Opel Eisenach

Soll so die Zukunft des Werks aussehen?

Am 9. November wurde in der Eisenacher Presse groß verkündet: „Zukunft für das Eisenacher Opelwerk“.

Korrespondenz aus Eisenach

Es gäbe angeblich keine Werksschließung und keine betriebsbedingten Kündigungen. Keine Rede mehr vom Opel Mokka, der vor gerade elf Monaten als neues Modell verkündet wurde, dessen Entwicklung aber inzwischen eingestellt wurde.

 

Keine betriebsbedingten Kündigungen? Es haben doch schon etwa 80 Mitarbeiter ihre Kündigung erhalten – Kollegen von Werksvertragsfirmen, die mehrere Produktionsbereiche im Opel-Werk betrieben haben. Diese Aufträge wurden jetzt von Opel gekündigt.

 

Das verlagert die Arbeitsplatzvernichtung aber nur von Opel zu anderen Firmen, die Arbeitsplätze sind trotzdem weg. Dazu kommen über 200 Opelaner, die in Altersteilzeit gehen sollen. Alles in allem eine massive Arbeitsplatzvernichtung!
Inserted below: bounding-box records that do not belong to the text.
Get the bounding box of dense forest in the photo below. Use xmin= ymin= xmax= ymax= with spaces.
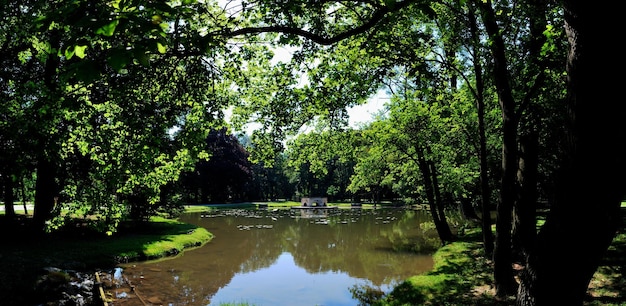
xmin=0 ymin=0 xmax=626 ymax=305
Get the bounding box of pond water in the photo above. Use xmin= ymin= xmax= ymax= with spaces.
xmin=109 ymin=209 xmax=438 ymax=306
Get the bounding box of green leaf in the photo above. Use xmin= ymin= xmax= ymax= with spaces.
xmin=133 ymin=49 xmax=150 ymax=67
xmin=65 ymin=48 xmax=75 ymax=59
xmin=107 ymin=50 xmax=129 ymax=72
xmin=74 ymin=46 xmax=87 ymax=58
xmin=96 ymin=19 xmax=120 ymax=36
xmin=157 ymin=42 xmax=167 ymax=54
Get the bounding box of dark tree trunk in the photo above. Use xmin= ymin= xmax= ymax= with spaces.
xmin=517 ymin=0 xmax=626 ymax=305
xmin=416 ymin=146 xmax=453 ymax=244
xmin=513 ymin=130 xmax=539 ymax=263
xmin=468 ymin=2 xmax=494 ymax=257
xmin=427 ymin=149 xmax=454 ymax=241
xmin=33 ymin=157 xmax=58 ymax=233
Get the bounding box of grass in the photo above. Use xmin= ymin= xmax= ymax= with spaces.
xmin=0 ymin=210 xmax=213 ymax=305
xmin=373 ymin=229 xmax=626 ymax=306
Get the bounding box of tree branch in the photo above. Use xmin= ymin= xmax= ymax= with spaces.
xmin=214 ymin=0 xmax=416 ymax=45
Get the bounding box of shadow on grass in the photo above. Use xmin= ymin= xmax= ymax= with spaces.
xmin=0 ymin=216 xmax=212 ymax=305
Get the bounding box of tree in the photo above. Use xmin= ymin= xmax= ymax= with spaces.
xmin=518 ymin=1 xmax=626 ymax=305
xmin=181 ymin=128 xmax=253 ymax=203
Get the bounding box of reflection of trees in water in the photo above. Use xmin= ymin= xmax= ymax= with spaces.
xmin=283 ymin=210 xmax=432 ymax=285
xmin=117 ymin=209 xmax=438 ymax=305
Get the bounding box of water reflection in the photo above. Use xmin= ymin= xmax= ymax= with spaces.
xmin=110 ymin=209 xmax=437 ymax=306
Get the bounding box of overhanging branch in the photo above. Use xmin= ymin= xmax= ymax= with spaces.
xmin=215 ymin=0 xmax=415 ymax=45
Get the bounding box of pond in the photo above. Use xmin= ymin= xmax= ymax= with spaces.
xmin=109 ymin=208 xmax=438 ymax=306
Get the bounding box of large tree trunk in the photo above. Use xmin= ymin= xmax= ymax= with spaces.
xmin=517 ymin=0 xmax=626 ymax=305
xmin=4 ymin=175 xmax=15 ymax=220
xmin=33 ymin=157 xmax=58 ymax=233
xmin=477 ymin=0 xmax=518 ymax=297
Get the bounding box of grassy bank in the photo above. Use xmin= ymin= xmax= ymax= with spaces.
xmin=360 ymin=229 xmax=626 ymax=306
xmin=0 ymin=208 xmax=213 ymax=305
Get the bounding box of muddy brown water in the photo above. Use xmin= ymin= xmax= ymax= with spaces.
xmin=103 ymin=209 xmax=437 ymax=306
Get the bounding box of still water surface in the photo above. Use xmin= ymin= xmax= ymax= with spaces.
xmin=110 ymin=209 xmax=436 ymax=306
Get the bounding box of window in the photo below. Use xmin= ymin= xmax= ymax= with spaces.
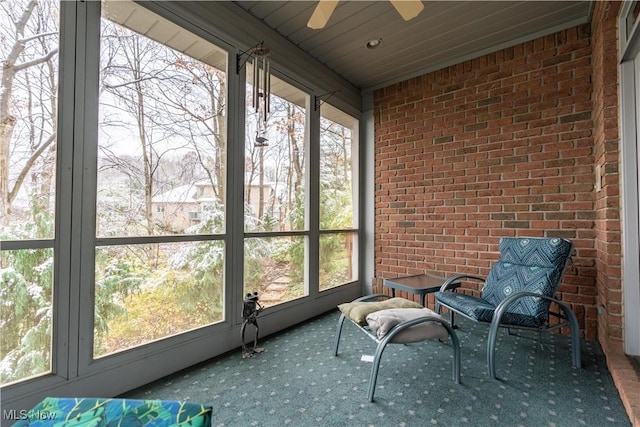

Bereits jetzt viel Kurzarbeit

Das Eisenacher Werk hat im Dreischichtbetrieb eine Kapazität von 180.000 Autos pro Jahr – für das kommende Jahr sieht die Produktionsplanung weniger als 75.000 Autos vor. Das ist kaum mehr als eine Schicht! Bereits jetzt gibt es viel Kurzarbeit. Vor allem junge Kollegen werden massiv unter Druck gesetzt, nach Rüsselsheim oder Frankreich zu wechseln.

 

Die Reformisten in der Betriebsratsspitze sind nach dem Aus für den Mokka in der Defensive. Sie versuchen im Vorfeld der Betriebsratswahlen im Frühjahr auf Zeit zu spielen und Hoffnung auf ein neues Modell zu verbreiten. Davon ist aber bisher weder klar, was das für ein Modell sein soll, noch in welchen Stückzahlen es gebaut werden soll!

 

Gleichzeitig wird hintenrum antikommunistisch gehetzt - bis hin zu Ausschlussforderungen gegen klassenkämpferische Kräfte. Kämpferische Kolleginnen und Kollegen wurden von rechten Betriebsräten eingeschüchtert.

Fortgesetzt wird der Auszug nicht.